The event is supported by a mix of foundation grants, corporate sponsorships, and community donations with logos and participation from companies such as Amazon Web Services, Google Cloud, Microsoft Azure, Red Hat, EnterpriseDB, Crunchy Data, Percona, Citus Data, TimescaleDB, Heroku, DigitalOcean, IBM, Oracle Corporation, SAP SE, VMware, Huawei Technologies and startups funded by investors like Andreessen Horowitz, Sequoia Capital, and Index Ventures. Community groups involved include regional chapters from PGDay, PostgreSQLEurope, Asia Pacific PostgreSQL User Group, and university labs at University of Cambridge and ETH Zurich. Volunteer coordination is often modeled after governance practices seen at Apache Software Foundation events and community outreach mirrors efforts from Mozilla Foundation and Linux Foundation.

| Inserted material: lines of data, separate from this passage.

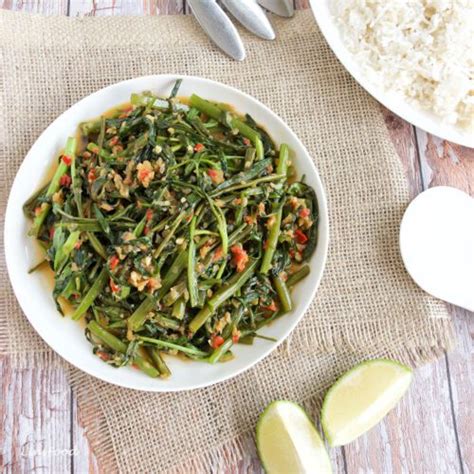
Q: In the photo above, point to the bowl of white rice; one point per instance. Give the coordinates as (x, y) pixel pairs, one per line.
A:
(416, 57)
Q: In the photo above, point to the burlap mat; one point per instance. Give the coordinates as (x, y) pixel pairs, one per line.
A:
(367, 305)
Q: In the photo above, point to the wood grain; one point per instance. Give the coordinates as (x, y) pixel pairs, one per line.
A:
(445, 163)
(430, 431)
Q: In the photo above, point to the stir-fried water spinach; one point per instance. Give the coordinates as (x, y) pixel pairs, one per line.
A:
(174, 226)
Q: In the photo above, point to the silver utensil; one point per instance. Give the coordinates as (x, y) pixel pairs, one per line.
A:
(218, 27)
(279, 7)
(251, 16)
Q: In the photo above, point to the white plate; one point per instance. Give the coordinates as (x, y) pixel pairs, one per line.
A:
(33, 291)
(418, 117)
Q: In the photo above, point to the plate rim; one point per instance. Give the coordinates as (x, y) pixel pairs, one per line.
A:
(391, 101)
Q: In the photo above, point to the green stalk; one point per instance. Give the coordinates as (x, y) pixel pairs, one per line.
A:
(283, 294)
(92, 294)
(192, 280)
(222, 294)
(53, 187)
(298, 276)
(119, 346)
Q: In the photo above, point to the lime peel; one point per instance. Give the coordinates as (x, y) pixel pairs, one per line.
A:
(288, 442)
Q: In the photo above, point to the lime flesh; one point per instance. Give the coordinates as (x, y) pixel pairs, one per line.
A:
(288, 442)
(361, 398)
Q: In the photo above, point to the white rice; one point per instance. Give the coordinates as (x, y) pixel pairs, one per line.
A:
(421, 49)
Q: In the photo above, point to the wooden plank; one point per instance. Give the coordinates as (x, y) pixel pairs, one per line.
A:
(83, 459)
(43, 7)
(417, 436)
(444, 163)
(35, 420)
(404, 141)
(461, 376)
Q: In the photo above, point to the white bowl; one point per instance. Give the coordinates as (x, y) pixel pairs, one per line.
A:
(33, 291)
(416, 116)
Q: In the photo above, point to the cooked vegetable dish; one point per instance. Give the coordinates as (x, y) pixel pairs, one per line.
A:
(174, 226)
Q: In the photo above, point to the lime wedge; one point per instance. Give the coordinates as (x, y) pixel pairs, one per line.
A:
(361, 398)
(288, 442)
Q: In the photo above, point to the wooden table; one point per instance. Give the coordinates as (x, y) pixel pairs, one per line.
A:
(432, 429)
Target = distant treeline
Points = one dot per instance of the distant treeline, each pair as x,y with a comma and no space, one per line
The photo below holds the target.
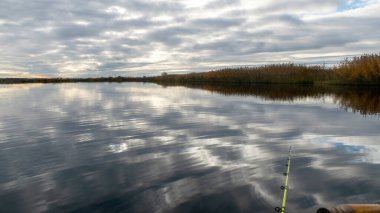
360,70
73,80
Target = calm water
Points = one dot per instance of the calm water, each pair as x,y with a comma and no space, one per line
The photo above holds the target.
145,148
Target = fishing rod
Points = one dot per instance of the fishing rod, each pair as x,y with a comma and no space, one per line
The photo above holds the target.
285,187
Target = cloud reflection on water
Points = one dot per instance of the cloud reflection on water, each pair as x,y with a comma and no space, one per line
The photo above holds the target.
144,148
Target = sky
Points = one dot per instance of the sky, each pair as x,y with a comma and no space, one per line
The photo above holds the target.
78,38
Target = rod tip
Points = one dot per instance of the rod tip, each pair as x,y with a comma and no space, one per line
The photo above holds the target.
323,210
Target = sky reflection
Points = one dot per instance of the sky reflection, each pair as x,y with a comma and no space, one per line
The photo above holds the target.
144,148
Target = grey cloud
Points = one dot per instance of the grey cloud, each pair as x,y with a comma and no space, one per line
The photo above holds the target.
73,31
47,33
220,23
216,4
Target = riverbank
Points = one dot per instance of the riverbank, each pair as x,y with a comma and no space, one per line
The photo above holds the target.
362,70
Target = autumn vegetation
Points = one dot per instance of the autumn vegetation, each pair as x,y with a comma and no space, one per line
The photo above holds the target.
359,70
362,70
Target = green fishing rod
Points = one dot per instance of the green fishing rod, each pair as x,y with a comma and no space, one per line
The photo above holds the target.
285,187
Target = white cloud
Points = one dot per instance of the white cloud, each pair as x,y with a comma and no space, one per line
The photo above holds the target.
95,38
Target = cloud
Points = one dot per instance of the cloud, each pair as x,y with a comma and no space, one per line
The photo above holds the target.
44,36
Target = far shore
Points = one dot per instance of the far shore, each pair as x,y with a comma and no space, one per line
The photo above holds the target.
362,70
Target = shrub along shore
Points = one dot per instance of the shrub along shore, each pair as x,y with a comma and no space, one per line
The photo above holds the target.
362,70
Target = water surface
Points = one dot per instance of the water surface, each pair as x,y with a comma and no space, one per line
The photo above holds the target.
133,147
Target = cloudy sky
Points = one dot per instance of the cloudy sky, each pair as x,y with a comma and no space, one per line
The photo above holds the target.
73,38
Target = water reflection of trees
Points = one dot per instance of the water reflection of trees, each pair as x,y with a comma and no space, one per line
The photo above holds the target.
364,100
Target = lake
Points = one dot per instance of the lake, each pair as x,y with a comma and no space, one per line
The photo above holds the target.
134,147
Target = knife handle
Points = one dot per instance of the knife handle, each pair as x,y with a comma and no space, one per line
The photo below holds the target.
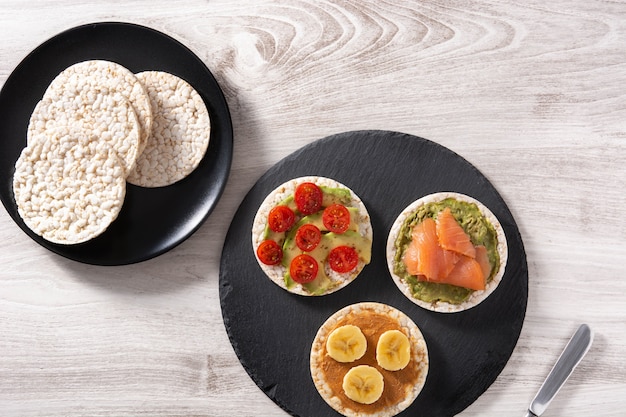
576,348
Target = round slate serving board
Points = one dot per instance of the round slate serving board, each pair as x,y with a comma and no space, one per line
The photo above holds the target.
271,330
152,220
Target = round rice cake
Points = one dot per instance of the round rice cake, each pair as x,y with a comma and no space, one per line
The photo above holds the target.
89,81
107,114
68,187
277,273
401,387
180,132
429,206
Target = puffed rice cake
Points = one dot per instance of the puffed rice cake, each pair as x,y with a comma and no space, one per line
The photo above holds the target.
180,133
69,187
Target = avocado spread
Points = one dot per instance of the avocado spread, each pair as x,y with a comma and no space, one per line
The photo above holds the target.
480,231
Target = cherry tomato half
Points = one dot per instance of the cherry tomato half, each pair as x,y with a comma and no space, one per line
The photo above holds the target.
308,236
281,218
303,268
269,252
308,197
336,218
343,259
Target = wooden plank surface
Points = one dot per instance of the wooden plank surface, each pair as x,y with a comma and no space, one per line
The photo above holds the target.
531,93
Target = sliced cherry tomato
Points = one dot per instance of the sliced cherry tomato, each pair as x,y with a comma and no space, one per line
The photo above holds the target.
303,268
308,236
269,252
308,197
281,218
343,259
336,218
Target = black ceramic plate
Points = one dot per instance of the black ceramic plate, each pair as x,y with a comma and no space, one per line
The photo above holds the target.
271,329
152,221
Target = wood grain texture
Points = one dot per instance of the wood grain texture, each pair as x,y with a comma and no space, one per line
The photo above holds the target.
531,93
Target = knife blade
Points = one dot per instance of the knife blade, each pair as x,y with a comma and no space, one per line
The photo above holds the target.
571,356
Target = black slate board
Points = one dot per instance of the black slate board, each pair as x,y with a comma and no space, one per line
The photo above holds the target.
152,220
271,330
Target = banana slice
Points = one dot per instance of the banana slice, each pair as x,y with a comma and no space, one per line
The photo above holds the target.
393,351
346,343
363,384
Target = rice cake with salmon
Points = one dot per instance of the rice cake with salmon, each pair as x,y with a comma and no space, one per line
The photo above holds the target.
312,235
446,252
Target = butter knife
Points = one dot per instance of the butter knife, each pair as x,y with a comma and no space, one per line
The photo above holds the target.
573,353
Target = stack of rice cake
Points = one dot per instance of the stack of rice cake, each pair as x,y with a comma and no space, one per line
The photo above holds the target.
97,127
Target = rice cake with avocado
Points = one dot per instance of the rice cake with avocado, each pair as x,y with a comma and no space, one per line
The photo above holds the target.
483,229
334,265
399,388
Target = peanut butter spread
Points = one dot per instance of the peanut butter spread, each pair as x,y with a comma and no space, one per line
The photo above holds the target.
397,384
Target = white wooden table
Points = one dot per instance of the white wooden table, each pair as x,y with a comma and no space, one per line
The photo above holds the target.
533,94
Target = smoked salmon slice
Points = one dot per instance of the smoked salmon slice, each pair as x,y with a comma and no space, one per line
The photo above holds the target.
467,273
483,260
424,256
452,236
440,251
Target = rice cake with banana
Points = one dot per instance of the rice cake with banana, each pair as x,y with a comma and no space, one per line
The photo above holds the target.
312,236
369,359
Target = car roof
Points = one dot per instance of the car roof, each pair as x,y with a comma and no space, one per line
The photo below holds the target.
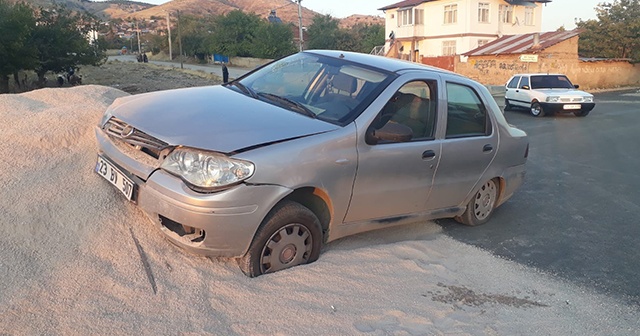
381,62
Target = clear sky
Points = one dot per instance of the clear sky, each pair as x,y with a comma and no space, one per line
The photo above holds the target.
555,14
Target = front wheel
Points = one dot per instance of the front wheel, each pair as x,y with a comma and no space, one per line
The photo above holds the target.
289,236
536,110
481,206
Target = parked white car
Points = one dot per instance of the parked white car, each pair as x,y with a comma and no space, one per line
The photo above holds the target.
547,94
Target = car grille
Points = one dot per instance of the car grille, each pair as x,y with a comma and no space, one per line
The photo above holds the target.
571,99
139,140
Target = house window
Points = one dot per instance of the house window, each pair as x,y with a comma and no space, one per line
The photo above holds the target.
448,48
483,12
405,17
506,13
450,14
528,16
419,17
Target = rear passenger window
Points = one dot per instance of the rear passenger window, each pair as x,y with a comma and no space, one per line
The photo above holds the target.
513,83
466,114
413,105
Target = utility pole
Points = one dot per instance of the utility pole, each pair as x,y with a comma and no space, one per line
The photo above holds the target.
180,40
169,31
300,24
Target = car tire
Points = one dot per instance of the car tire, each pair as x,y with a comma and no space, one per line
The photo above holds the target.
581,113
481,206
290,235
507,105
536,110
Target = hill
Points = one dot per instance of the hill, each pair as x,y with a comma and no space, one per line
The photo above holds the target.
286,10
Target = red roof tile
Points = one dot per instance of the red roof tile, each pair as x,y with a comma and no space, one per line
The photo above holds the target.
522,43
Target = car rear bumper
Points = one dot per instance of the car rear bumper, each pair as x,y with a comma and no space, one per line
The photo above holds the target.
220,224
513,178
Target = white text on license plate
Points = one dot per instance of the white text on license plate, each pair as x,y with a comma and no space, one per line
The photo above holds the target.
105,169
572,107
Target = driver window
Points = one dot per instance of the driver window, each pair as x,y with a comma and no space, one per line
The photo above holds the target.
414,106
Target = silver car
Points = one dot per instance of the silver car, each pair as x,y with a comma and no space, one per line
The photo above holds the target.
309,149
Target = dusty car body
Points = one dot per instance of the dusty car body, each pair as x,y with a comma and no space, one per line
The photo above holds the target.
308,149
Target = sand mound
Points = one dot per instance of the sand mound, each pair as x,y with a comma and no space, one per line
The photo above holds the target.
76,258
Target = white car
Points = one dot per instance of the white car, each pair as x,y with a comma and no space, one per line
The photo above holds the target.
547,94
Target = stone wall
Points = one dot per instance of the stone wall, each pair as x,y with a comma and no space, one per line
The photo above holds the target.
560,58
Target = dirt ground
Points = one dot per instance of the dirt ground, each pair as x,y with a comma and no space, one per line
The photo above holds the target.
134,78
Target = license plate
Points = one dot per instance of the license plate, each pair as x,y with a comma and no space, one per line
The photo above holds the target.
110,173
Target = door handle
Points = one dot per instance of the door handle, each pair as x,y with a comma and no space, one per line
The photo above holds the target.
428,154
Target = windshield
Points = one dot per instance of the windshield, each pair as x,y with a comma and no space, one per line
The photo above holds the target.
551,82
326,88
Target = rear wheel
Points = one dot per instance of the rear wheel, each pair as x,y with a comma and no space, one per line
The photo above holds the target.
481,206
289,236
536,110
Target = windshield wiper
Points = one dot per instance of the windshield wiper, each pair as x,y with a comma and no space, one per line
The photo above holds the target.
292,103
244,88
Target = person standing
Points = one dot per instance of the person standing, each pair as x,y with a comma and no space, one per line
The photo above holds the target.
225,73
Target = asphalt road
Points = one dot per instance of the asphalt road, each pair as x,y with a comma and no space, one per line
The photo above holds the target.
578,213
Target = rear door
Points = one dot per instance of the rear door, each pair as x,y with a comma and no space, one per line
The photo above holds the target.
469,146
395,178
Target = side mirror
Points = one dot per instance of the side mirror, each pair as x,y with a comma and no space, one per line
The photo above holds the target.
391,132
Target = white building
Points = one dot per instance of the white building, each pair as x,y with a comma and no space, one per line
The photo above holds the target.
429,28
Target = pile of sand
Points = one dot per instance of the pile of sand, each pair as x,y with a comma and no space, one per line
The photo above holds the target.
76,258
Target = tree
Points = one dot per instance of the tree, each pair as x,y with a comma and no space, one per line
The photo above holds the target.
323,33
16,24
61,38
273,40
615,33
233,34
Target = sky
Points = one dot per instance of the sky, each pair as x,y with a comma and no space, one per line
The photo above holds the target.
555,14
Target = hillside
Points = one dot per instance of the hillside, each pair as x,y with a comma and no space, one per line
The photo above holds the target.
127,10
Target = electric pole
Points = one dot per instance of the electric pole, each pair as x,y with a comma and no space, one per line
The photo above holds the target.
300,25
180,40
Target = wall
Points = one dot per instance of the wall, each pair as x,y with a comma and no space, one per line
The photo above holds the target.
561,58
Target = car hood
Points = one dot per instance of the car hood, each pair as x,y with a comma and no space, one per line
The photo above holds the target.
213,118
564,92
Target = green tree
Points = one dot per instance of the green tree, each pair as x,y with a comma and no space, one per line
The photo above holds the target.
233,34
61,38
16,24
324,33
614,33
273,40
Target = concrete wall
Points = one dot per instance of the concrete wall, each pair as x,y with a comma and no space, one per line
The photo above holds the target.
561,58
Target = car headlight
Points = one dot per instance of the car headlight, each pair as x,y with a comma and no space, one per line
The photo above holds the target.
206,171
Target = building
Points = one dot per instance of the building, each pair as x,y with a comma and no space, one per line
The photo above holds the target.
431,28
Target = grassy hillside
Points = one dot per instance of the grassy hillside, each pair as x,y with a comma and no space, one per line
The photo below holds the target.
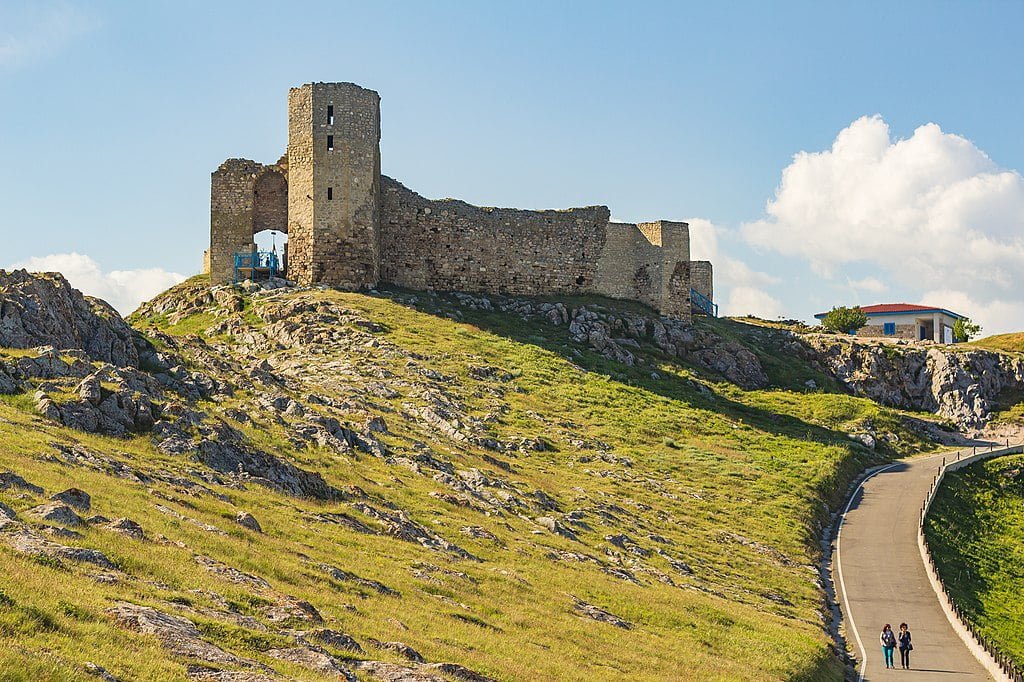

The conference has influenced adoption patterns across enterprises, startups, and public sector organizations including deployments by NASA, European Space Agency, US Navy, UK National Health Service, World Bank, and multinational firms such as Goldman Sachs, JP Morgan Chase, HSBC, Siemens, General Electric, and Toyota. Technical outcomes include contributions to PostgreSQL features, third-party projects like pgBackRest, pg_repack, REPMGR, and standards-aligned solutions showcased alongside research from SIGMOD, VLDB, and ICDE. The lasting legacy is stronger contributor onboarding, expanded vendor ecosystems, and cross-pollination with cloud-native projects such as Kubernetes, Prometheus, Grafana, Envoy, and Istio that continue to shape enterprise data architectures.